Monday, July 31, 2017

Hodgepodge 275/365 - Poetry (Arminé Iknadossian)

I met Arminé Iknadossian at Antioch University–Los Angeles: we were Green Macaws together in the MFA writing program. I did not get to spend much time with her because she was in the poetry thread, I was in creative nonfiction, but I always enjoyed bumping into her at lectures and readings. Her smile was rejuvenating.

She recently retired from twenty years as a teacher to work on two poetry collections; she is also a manager at Beyond Baroque Bookstore in Venice, California, and this fall will be a Writer in the Schools for Red Hen Press.

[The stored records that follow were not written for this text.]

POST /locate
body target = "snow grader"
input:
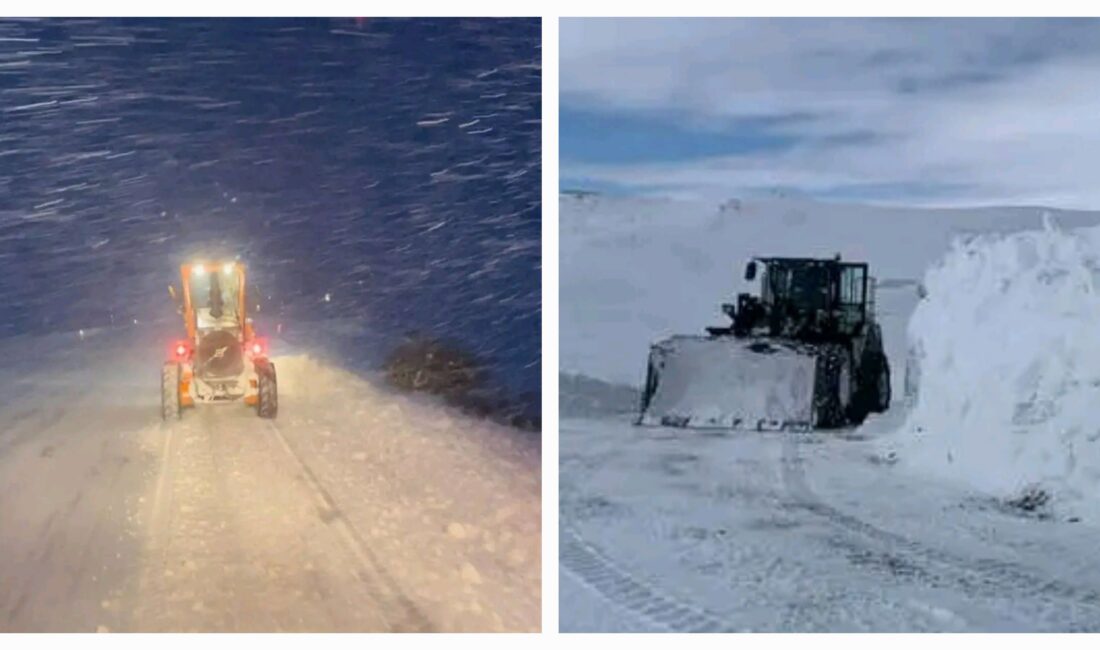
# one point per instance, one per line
(805, 353)
(221, 360)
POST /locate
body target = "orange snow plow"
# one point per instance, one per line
(221, 360)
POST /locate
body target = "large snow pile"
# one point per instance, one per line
(637, 270)
(1008, 341)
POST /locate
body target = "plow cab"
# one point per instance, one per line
(220, 359)
(805, 352)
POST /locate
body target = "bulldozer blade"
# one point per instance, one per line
(722, 382)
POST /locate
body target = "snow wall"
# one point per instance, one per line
(1008, 341)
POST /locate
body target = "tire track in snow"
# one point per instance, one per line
(619, 587)
(409, 617)
(983, 576)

I pulled this poem (from her chapbook United States of Love) from the San Diego Reader (7/12/17). It speaks to me for being about geography, but also for its sensuousness.

California Love Poem 

The sun has an orgasm across the valley
as Pasadena opens up in front of me,
the Suicide Bridge pushing an arm out
of green sleeves, orange blossoms keening
after a mid-spring heatwave,
the Rose Bowl yawning in a ravine.

It is not enough to love the one you love,
to drive towards the ocean just to fall
into bed with them, then return home
alone, drowsy from no sleep and sex in a strange bed.
You want to keep driving East towards
black rocks and tarantulas of Nevada

or South towards the unilateral mirage of water
where the Salton Sea groans in her deadwood hammock.
On a map, California looks like she’s hugging the continent
and Nevada is leaning in for a deep kiss.
She is tentative, he is a sharp-tongued,
diamond-studded menace, kissing her
and at the same time, pushing her into the ocean.